Roth is a senior financial analyst and attorney. He lives in Portland.
What’s the scariest thing, nowadays, about going out in public? One very reasonable answer sounds like an old schoolyard taunt: “your face!”
That’s because going out increasingly subjects you to facial recognition systems. These systems biometrically identify you by matching your unique facial dimensions against huge databases of photos.
What’s wrong with that? A threshold problem is that they’re imperfect—at least for now. For example, many have elevated error rates when identifying dark-skinned people. Also, the technology is often deployed improperly, which may cause it to finger innocent lookalikes. Such problems plague both law enforcement and private-sector applications. For example, what’s your recourse if you’re bounced from a store because you’re deemed suspicious by a facial recognition gatekeeper, like the one reportedly installed recently at a Jacksons Food Stores location on Southeast Grand Avenue?
But perhaps the worst problems with facial recognition are not its bugs (in software parlance), but its features. At its core, facial recognition enables a society of continuous mass surveillance. In China, it serves a repressive, nation-sized panopticon that crushes dissent and persecutes the country’s minority Uighur Muslim population, as multiple media outlets have reported.
Systems in the United States are far behind, but rapidly proliferating. As Georgetown University’s Center on Privacy and Technology has documented, Detroit has developed a network of more than 500 cameras across the city in public locations, including at churches, clinics, and social service organizations. While they protect against street crime, they can also feed images in real time into the police’s facial recognition system. That system is also envisioned to be capable of receiving video feeds from other sources, such as drones and police body cameras.
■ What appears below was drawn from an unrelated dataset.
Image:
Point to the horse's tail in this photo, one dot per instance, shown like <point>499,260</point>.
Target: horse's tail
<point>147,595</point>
Detroit has obscured the program from public scrutiny, so it’s unclear exactly how and to what extent law enforcement is currently using its facial recognition powers. What is clear is that its capability is large and growing. It’s also clear that any system that has the capacity to effectively create 1984 2.0 demands public oversight, accountability, and a robust debate about its appropriate reach. Chicago has a system that may be even more extensive than Detroit’s, with some 20,000 cameras. Like Detroit, Chicago has successfully obfuscated the extent of the system’s use.
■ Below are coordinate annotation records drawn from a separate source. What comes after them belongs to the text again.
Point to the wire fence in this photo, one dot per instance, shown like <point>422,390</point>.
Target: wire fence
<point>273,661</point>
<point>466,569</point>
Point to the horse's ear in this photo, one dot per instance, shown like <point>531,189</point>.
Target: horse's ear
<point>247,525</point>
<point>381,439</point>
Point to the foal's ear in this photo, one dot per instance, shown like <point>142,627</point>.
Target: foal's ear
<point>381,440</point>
In Oregon, the Washington County Sheriff’s office began using facial recognition in 2017 (“Amazon’s facial recognition technology is supercharging Washington County police,” April 30). The county is quick to assert –presumably with a straight face – that it uses the technology only in a benign, non-Big-Brotherish manner. However, in the absence of rules or oversight, we’ll mostly have to take their word for it. Meanwhile, Rekognition,the Amazon-owned system Washington County uses, recently added “fear” to the list of (now eight) emotions it can detect on the faces of surveillance subjects. Who decided this creepy innovation was necessary? We also have very limited information about what other Northwest government or private entities are using facial recognition, because there’s nothing to stop somebody from scanning your face behind your back—figuratively, at least.
The bigger-picture problem is that existing privacy and civil rights safeguards developed slowly. They were mostly designed to limit old-fashioned forms of privacy violation, such as illegal searches or unauthorized revelation of private activities, such as medical treatments or bank transactions. New technologies such as facial recognition are like science fiction X-ray goggles. They can intrude in ways that, until recently, were impossible or impractical. While one facial recognition sensor might be minimally invasive, the use of many—widely and intensively—in a concerted manner, turbocharged by artificial intelligence, can comprehensively track a person’s movements, associations, and activities in real time, wherever they go. Such a powerful tool may cause a freedom-impinging violation far more profound than the sum of its individual intrusions. In so doing, the technology enables an end run around foundational principles and standards of law and ethics.
Proponents point out that facial recognition is effective for finding fugitives, as well as for recognizing unidentified crime victims and witnesses. But a cornerstone of our legal tradition, including the Bill of Rights, is that prosecutorial success should never be the only criterion for judging law enforcement tactics.
This year, San Francisco, Oakland, California and Somerville, Massachusetts banned law enforcement’s use of facial recognition. That will buy time to set policies before the technology becomes ubiquitous. But those bans don’t address use by private companies—or by locally-assigned federal agents. Portland City Council recently began discussing restrictions on the use of facial recognition technology. It would be great if it follows through, but officials will surely face intense, sustained pressure from tech firms, local businesses, and other interests to water down any such measure or delay it indefinitely.
A combination of factors will ensure the continued explosion of facial recognition, including accelerating technology, aggressive tech firm marketing, and security-related fearmongering. The way to protect rights and privacy is to actively press for strong local, state, and federal laws to control and manage its use. We cannot avoid dystopian facial recognition by burying our heads in the sand.